Regiões extremamente afastadas de centros urbanos existem em todo o mundo. São locais remotos que exigem planejamento, tempo e recursos para visitação, muitas vezes com infraestrutura limitada.

Entre os ejemplos estão áreas como Hanga Roa, na Ilha de Páscoa, Chile, que funciona como núcleo administrativo e cultural da ilha, com foco turístico e patrimonial. A população local é modesta.

Ittoqqortoormiit, na Groenlândia, figura entre os assentamentos mais remotos do planeta. A vila litorânea abriga cerca de 450 habitantes e depende de pesca, caça e turismo para subsistência.

Vestmannaeyjar, na Islândia, localizada na ilha Heimaey, atrai observação de aves e exploração de cavernas. O museu Eldheimar relembra a erupção de 1973 que impactou a região.

Spitsbergen, parte da Noruega, compõe o arquipélago de Svalbard. Além da paisagem ártica, destaca-se pela pesquisa polar e pela prática de passeios de trenó e observação da aurora.

Costa dos Esqueletos, Namíbia, marca uma faixa costeira árida com destroços de navios. Dunas, penhascos e o Atlântico modelam um cenário desolado, atraindo aventureiros.

Munnar, Índia, elevou-se como estação de montanha nas Western Ghats. Castelos de chá, trilhas e mirantes como o Pico de Anamudi são atrativos para visitantes.

Tristão da Cunha, no Atlântico Sul, é território ultramarino britânico com menos de 300 habitantes.

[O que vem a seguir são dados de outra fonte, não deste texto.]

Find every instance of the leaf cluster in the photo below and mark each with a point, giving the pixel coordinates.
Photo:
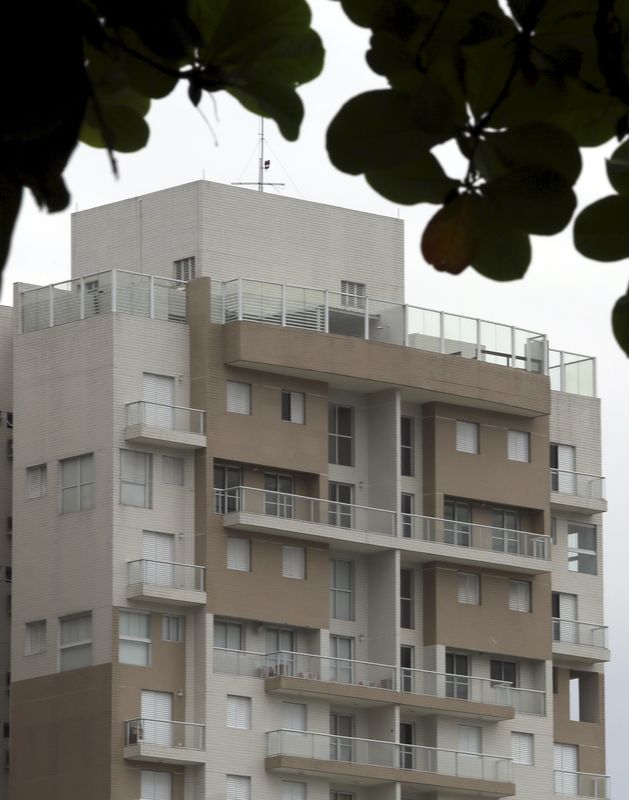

O local se destaca pela geologia vulcânica e pelo isolamento extremo.

Ilha Geórgia do Sul, também britânica, fica a aproximadamente 2 mil quilômetros da ponta sul da América do Sul. Abriga grandes populações de aves marinhas e focas, com histórico nas explorações antárticas.

Ilhas Cocos, território australiano no Oceano Índico, ficam a cerca de 2.750 quilômetros ao noroeste da Austrália. São reconhecidas por praias e águas ideais para mergulho.

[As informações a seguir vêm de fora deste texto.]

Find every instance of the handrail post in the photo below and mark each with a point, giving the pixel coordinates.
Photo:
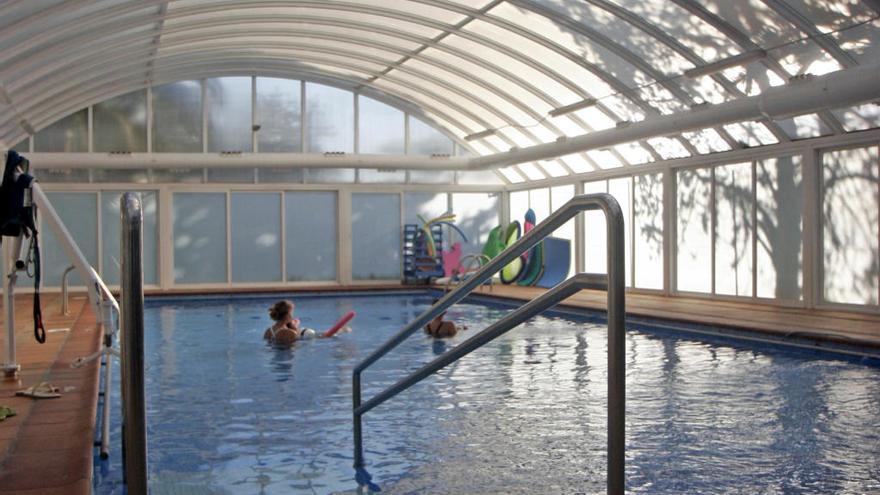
(133, 408)
(616, 356)
(64, 308)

Base McMurdo, na Antártica, é a maior instalação de pesquisa dos EUA no continente. Localizada na ilha de Ross, abriga pesquisadores e equipes de apoio durante o verão antártico.

Foula, na Escócia, integra as Shetland e é marcada por natureza preservada. A vida local depende de pesca e agricultura, com acesso feito por via marítima ou aérea.

Oymyakon, na Rússia, registra temperaturas que chegam a -50°C e figura entre os lugares habitados mais frios. Moradores vivem da criação de renas, caça e pesca.